Epilogue: My initial thoughts were that it would be intensely difficult but in some ways very clear, and so it was. The students thought the lesson was tough but having to read these derogatory statements to me was far more difficult than just showing me the paper!
Some of the students' feedback:
- The most difficult thing was that I had to say something I didn’t like or think.
- It was horrible because it felt like I had hurt you despite not wanting to.
- It was far easier to just show you the note than to say the words to you.
Afterwards we had a lengthy discussion about what we just did, for example, was there a difference between hiding behind the note and looking me in the eye and reading it? How come? Is it a part of the cyberbullying problem we face today? The atmosphere in the classroom was magic to say the least, vibrant! From a teacher's perspective as magical as it gets! The students contributed with mature, well thought through interjections and comments which as a teacher just warmed my heart!

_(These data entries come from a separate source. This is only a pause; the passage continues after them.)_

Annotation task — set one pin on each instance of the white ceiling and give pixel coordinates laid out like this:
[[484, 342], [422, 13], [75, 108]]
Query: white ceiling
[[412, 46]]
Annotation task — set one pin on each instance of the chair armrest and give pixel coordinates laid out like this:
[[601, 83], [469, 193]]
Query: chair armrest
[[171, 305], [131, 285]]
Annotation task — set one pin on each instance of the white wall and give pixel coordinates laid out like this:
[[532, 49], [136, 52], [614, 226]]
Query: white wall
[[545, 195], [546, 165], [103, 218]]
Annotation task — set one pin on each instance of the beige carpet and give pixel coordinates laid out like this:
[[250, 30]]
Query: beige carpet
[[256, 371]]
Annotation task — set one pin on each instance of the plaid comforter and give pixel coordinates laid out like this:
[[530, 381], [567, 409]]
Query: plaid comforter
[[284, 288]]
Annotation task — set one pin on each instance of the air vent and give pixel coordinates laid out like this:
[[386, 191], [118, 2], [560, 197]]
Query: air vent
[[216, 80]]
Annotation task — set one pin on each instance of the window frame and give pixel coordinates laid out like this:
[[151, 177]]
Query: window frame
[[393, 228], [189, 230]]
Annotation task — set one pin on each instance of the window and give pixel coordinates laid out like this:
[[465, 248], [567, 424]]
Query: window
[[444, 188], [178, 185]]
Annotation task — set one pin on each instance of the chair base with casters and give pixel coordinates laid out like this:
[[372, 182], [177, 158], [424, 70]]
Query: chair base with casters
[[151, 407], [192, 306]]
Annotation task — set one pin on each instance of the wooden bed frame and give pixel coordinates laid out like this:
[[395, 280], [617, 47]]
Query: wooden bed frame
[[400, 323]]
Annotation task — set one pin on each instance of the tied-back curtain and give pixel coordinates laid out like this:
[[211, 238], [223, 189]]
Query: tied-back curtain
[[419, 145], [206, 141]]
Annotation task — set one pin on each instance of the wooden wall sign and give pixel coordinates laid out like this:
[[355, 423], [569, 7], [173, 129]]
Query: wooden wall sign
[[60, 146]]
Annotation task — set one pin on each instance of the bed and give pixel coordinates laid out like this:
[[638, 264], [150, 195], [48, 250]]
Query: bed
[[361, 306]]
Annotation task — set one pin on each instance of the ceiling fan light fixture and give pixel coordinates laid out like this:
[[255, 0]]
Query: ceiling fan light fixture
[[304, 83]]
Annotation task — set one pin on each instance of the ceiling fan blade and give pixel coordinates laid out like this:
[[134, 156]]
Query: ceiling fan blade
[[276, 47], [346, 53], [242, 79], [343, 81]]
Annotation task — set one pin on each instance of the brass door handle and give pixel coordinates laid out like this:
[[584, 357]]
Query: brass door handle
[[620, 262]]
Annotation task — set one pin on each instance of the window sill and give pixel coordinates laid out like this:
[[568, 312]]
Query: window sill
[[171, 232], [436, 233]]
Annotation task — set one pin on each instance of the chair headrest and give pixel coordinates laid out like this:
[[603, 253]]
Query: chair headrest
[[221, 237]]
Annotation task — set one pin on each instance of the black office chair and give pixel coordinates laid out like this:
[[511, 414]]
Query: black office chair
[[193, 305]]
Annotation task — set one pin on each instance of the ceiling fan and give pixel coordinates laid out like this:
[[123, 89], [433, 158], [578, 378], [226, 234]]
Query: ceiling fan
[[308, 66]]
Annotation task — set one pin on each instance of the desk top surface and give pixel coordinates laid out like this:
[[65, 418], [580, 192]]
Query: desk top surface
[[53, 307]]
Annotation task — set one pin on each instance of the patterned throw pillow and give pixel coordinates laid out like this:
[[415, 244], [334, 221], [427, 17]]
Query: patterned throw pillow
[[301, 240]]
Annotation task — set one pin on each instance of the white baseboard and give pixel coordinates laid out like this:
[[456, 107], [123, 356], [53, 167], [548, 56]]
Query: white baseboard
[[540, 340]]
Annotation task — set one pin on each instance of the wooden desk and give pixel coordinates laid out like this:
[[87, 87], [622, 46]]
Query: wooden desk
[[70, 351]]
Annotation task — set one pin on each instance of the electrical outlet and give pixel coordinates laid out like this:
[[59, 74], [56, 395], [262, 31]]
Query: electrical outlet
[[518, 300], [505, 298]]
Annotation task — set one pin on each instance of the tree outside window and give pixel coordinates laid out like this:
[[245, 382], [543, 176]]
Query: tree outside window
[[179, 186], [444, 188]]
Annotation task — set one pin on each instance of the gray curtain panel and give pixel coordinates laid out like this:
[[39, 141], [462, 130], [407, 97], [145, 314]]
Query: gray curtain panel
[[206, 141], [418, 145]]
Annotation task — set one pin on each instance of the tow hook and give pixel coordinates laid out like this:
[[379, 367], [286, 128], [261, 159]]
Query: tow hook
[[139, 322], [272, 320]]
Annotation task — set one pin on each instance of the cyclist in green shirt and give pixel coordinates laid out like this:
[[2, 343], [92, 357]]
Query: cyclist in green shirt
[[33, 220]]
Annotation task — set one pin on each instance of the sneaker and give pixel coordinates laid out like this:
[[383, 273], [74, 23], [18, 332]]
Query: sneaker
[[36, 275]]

I asked: “How did people hate before the internet do you think?” and told of how I, at their age, was bullied (sometimes even the bully) and that these are the biggest reasons I am a teacher today - to, in some way, repent for things I myself did as a child. I was nearly in tears, but I wasn’t the only one. Simply put an emotional yet powerful lesson for all.
What I hadn’t given any consideration to when planning the exercise was how it would affect me emotionally. I did not expect to react the way I did, even if for the students sake I wore a smile it caused a lot of pain. It was painful to read the words despite being the one who wrote them. It was unbelievably difficult to hear them from somebody else. It was not the easiest thing to express how it felt for me to the students, but it was necessary…
This lessons was one of those lessons that nobody I know has been part of or has had themselves. This lesson though was one of the biggest experiences in my teaching career - it felt important, it felt direct and it felt necessary.